基于T-RFLP技术的不同水位梯度植物根际细菌群落多样性特征分析

Analysis of the characteristics of rhizosphere bacterial diversity from plants with different water level gradients based on T-RFLP

为了解水位梯度控制下不同湿地植物根际细菌群落多样性,以北京市奥林匹克公园植物氧化塘人工湿地为例,采用末端限制性片段长度多态性(T-RFLP)技术结合ANOVA分析,比较了水位梯度控制下三棱草、芦苇、香蒲、睡莲4种植物根际细菌群落的多样性。研究结果显示:随着水位梯度加深,根际细菌群落多样性呈现减少趋势,HhaⅠ、MspⅠ、RsaⅠ3种不同酶切所得结果一致,且综合3种酶切的PAT比对中RFs组合数量随水位梯度加深也呈相应变化趋势。进一步分析发现,随水位梯度加深植物根际可培养细菌RFs数量变化较显著。不同水位梯度下各植物根际细菌群落中差异显著的菌群为Beta变形杆菌纲,水位梯度加深可能导致不同生态型植物根际泌氧能力降低,进而影响植物根际好氧细菌生存,从而出现三棱草根际属水平菌群丰富度最高,其次为芦苇、香蒲,最少为睡莲。各植物根际细菌群落的优势属多数为变形杆菌门,是脱氮除磷的功能性菌门,其中产碱杆菌属和黄杆菌属为四种植物根际细菌的共同优势属,在碳氮循环中起重要作用。

To elucidate rhizosphere bacterial diversity from plants with different water level gradients, we examined bacterial diversity in Beijing Olympic Park plant oxidation pond, an artificial wetland. The rhizosphere bacterial diversities for Carex phacota spr., Phragmites communis, Typha orientalis, and Nymphaea tetragona grown in plants with different water levels were compared based on terminal restriction fragment length polymorphism （T-RFLP） analysis combined with analysis of variance （ANOVA）. Our results showed that rhizosphere bacterial diversity decreased with increasing water levels. Different restriction enzymes, i.e.,HhaI, MspI, and RsaI, yielded the same digestion results. By combing results from digestion with these three restriction enzymes, RF combination numbers from PAT alignment also decreased with increasing water levels, consistent with the results of single restriction enzyme digestion. Further analysis showed that RF numbers in cultured rhizosphere bacteria changed significantly with the increase in water level; in contrast, the RF numbers of uncultured bacteria did not change significantly. Under different water gradients, β-Proteobacteria exhibited the most significant variations among the four plants, possibly because the increase in water level may have reduced the abilities of the different plants to secrete oxygen, thereby affecting the survival of plant rhizosphere aerobic bacteria.
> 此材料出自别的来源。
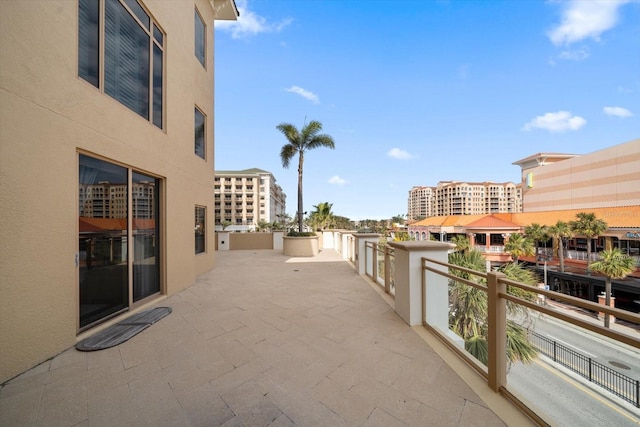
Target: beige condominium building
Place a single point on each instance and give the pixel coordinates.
(247, 198)
(604, 178)
(106, 163)
(464, 198)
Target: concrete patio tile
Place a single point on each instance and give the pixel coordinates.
(312, 347)
(154, 403)
(108, 358)
(474, 414)
(282, 421)
(394, 403)
(352, 407)
(185, 376)
(298, 404)
(63, 403)
(239, 376)
(110, 407)
(69, 357)
(379, 418)
(250, 405)
(105, 379)
(204, 407)
(20, 408)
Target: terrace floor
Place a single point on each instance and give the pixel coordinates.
(263, 340)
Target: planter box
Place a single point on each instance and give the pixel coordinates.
(300, 246)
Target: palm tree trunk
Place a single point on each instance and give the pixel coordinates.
(607, 299)
(300, 213)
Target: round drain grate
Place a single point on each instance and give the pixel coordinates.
(619, 365)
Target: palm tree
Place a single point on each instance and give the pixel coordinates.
(462, 242)
(537, 233)
(322, 217)
(299, 142)
(614, 265)
(517, 246)
(589, 226)
(560, 231)
(469, 308)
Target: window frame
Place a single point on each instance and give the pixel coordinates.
(156, 77)
(203, 233)
(204, 133)
(198, 17)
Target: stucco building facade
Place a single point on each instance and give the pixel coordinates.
(246, 198)
(106, 164)
(604, 178)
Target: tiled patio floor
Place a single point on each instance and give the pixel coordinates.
(261, 340)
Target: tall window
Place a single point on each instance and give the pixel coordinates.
(130, 66)
(200, 229)
(200, 37)
(199, 133)
(112, 200)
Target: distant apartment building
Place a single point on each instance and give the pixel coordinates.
(464, 198)
(106, 164)
(604, 178)
(243, 199)
(420, 203)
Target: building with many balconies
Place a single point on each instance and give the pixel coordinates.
(245, 199)
(464, 198)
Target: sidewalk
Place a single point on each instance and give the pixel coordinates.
(261, 340)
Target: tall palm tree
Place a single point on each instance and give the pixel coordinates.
(560, 231)
(537, 233)
(299, 142)
(614, 265)
(589, 226)
(517, 246)
(322, 217)
(462, 242)
(469, 308)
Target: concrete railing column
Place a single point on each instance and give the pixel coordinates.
(223, 240)
(277, 239)
(345, 244)
(408, 283)
(361, 248)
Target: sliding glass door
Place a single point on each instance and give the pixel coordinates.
(115, 203)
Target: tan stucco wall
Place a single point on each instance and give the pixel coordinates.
(605, 178)
(238, 241)
(47, 116)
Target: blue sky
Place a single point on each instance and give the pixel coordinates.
(415, 92)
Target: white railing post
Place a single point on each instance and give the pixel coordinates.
(360, 249)
(408, 283)
(223, 240)
(497, 320)
(345, 244)
(277, 239)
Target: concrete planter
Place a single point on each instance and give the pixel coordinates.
(300, 246)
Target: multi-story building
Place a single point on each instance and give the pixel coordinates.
(604, 178)
(420, 203)
(246, 198)
(465, 198)
(106, 164)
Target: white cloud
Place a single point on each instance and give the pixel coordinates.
(304, 93)
(582, 19)
(559, 121)
(575, 55)
(397, 153)
(249, 23)
(337, 180)
(617, 111)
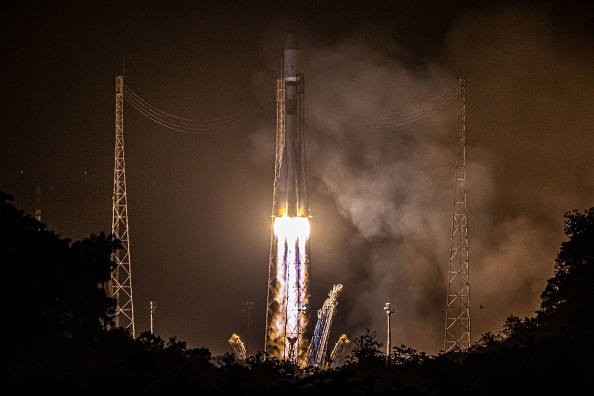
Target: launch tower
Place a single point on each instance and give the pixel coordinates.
(121, 278)
(288, 269)
(457, 332)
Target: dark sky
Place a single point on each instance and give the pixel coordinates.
(380, 189)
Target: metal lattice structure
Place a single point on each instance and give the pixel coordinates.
(317, 351)
(457, 331)
(121, 278)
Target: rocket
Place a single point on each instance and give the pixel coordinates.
(291, 197)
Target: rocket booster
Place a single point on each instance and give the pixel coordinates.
(291, 193)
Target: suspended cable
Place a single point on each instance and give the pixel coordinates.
(184, 125)
(413, 114)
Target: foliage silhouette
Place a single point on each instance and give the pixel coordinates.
(59, 334)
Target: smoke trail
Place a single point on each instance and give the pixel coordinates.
(382, 197)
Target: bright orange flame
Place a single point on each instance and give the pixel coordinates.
(292, 234)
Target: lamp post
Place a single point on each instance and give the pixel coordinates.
(389, 311)
(153, 306)
(247, 308)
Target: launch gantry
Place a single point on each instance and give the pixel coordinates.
(120, 286)
(317, 351)
(457, 331)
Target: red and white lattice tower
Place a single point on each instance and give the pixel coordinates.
(457, 329)
(121, 278)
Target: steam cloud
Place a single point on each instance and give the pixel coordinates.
(381, 190)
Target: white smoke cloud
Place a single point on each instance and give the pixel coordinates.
(381, 190)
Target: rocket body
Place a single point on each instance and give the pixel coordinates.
(288, 276)
(291, 193)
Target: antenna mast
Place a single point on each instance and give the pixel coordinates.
(121, 277)
(457, 331)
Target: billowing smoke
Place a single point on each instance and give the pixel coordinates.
(381, 151)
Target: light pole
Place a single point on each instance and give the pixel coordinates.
(153, 306)
(247, 307)
(389, 311)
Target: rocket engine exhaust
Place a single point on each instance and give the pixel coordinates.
(288, 276)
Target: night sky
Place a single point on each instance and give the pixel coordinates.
(380, 172)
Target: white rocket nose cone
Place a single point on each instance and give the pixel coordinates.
(291, 42)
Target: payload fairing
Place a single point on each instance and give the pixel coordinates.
(288, 275)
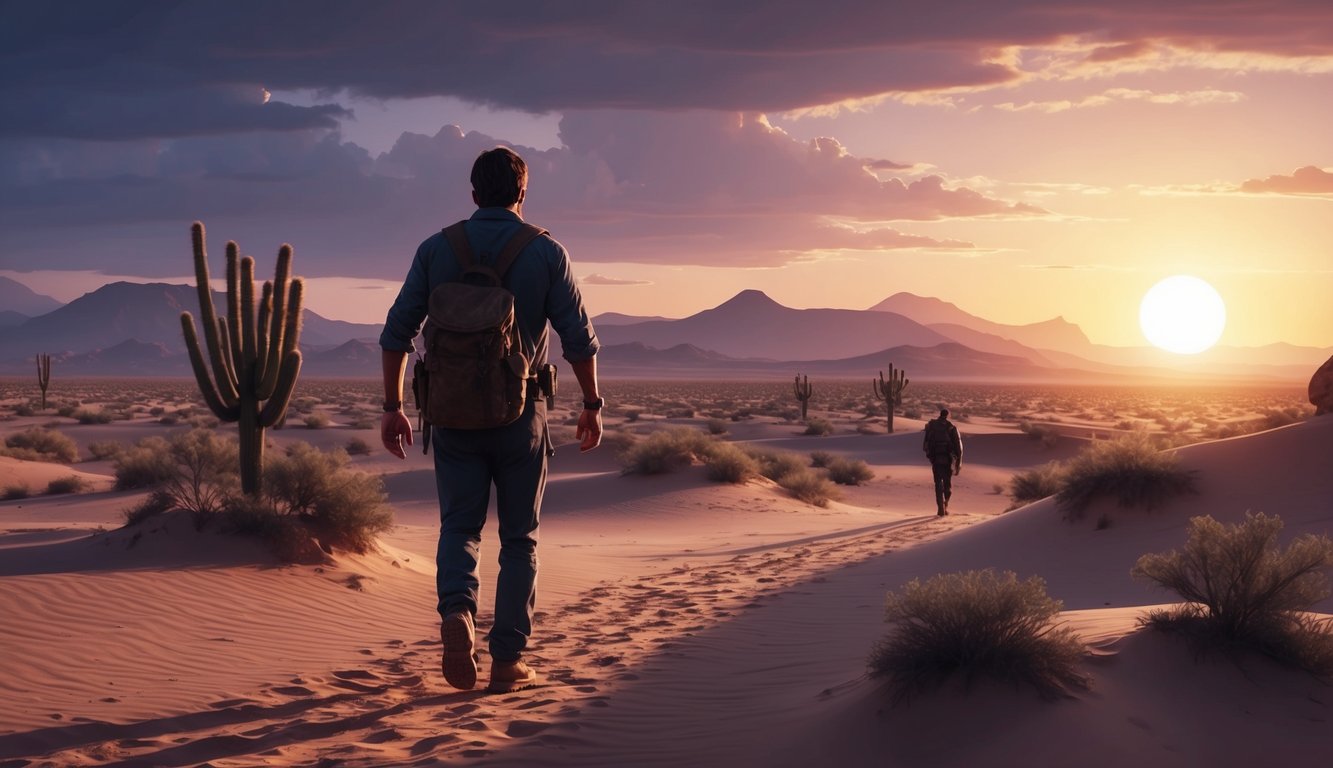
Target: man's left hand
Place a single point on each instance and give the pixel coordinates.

The triangular had the highest number of rhizosphere bacterial genera, followed by reeds, cattails, and finally water lilies. The abundances of the aerobic bacteria Alcaligenes sp., Burkholderia sp., Achromobacter sp., Delftia sp., Janthinobacterium sp., Herbaspirllum sp., Ralstonia sp., and Pelomonas sp. were probably related to the capacity of plant roots to secrete oxygen. Moreover, the oxygen-secreting capacity of rhizospheres and root exudates varied because wetland plants with different water level gradients exhibited different growth conditions and metabolic activities, affecting rhizosphere bacteria growth and reproduction. The most dominant organisms in the rhizosphere bacterial communities of these four plants were Proteobacteria, which function in the removal of nitrogen and phosphorus. The common dominant genera among these rhizosphere bacteria were Alcaligenes and Flavobacterium, which play important roles in carbon and nitrogen cycles and contribute to wetland water purification.